The Complete Streets movement, starting in the middle of the last decade, emerged from smart growth advocacy—not from the engineering profession itself. As a result, some engineers have taken it seriously, but many others have simply added bike lanes, crosswalks, or sidewalks (in certain instances) to wide thoroughfares that continued to be dominated by the imperatives of motor vehicles.
Imagine if, after the radical mastectomy had been called seriously into question, surgeons continued to perform it. Imagine some doctors offering an alternative treatment as an option—while withholding relevant information from patients. Imagine people outside of the medical profession offering clear alternatives and then seeing the alternatives ignored, altered to render them less effective, or opposed outright. I think we can all agree that these responses would have been inadequate and irresponsible.
Traffic engineering can learn from medicine, which makes many mistakes but has set up a system of rigorous self-analysis and correction that can take effect relatively quickly once studies are complete. When data is found that does not fit the existing model, traffic engineers should aggressively question the model, change course without delay, and try to correct past mistakes more diligently than is currently the case.

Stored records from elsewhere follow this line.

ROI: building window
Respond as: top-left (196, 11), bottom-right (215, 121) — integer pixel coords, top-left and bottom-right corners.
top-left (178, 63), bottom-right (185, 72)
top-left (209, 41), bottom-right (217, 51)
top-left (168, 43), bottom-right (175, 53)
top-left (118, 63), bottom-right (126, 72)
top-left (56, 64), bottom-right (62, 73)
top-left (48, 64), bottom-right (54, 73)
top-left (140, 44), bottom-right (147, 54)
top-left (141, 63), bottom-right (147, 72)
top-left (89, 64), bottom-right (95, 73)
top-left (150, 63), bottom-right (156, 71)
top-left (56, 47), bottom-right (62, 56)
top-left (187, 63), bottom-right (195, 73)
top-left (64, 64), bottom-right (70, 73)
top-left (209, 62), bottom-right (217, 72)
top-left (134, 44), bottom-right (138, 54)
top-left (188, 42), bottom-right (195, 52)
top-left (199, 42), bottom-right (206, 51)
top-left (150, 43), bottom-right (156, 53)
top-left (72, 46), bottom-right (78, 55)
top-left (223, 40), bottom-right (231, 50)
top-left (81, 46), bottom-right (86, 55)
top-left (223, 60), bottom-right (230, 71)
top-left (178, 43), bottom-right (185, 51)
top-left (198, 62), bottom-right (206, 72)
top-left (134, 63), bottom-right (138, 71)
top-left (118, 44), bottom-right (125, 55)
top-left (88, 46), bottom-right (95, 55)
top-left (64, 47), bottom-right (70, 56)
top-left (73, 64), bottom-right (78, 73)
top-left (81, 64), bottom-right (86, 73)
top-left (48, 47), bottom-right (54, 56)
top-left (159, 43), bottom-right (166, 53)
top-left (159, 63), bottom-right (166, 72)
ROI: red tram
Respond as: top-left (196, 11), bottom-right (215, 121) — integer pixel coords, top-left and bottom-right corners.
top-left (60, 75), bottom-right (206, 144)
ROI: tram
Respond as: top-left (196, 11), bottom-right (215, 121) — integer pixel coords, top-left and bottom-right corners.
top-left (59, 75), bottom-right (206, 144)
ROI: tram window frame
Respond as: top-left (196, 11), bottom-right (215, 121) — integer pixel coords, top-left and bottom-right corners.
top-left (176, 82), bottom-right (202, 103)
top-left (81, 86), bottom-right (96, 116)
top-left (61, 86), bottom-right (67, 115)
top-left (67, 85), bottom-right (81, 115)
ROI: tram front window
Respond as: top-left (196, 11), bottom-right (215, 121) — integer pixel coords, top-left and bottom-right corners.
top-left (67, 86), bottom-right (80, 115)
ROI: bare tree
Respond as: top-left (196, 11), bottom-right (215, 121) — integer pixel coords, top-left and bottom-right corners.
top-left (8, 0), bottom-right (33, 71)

Engineers can learn from doctors who understand and clearly explain side-effects and trade-offs. What if traffic engineers reported to the public prior to each road reconstruction or resurfacing project in a place that’s walkable or that is intended to be walkable? They could report that wider lanes, fewer connections, and elimination of on-street parking, to name three examples, may be detrimental to walking, biking, socializing, property values, and sidewalk dining. Engineers could explicitly lay out the pros and cons, and acknowledge that some of the engineering profession’s common techniques have been shown to have no benefit for safety. Such a shift would have a profound and immediate impact on streets, transportation, and the making of successful urban places.
Robert Steuteville is executive director of Better Cities & Towns, and senior communications advisor for the Congress for the New Urbanism.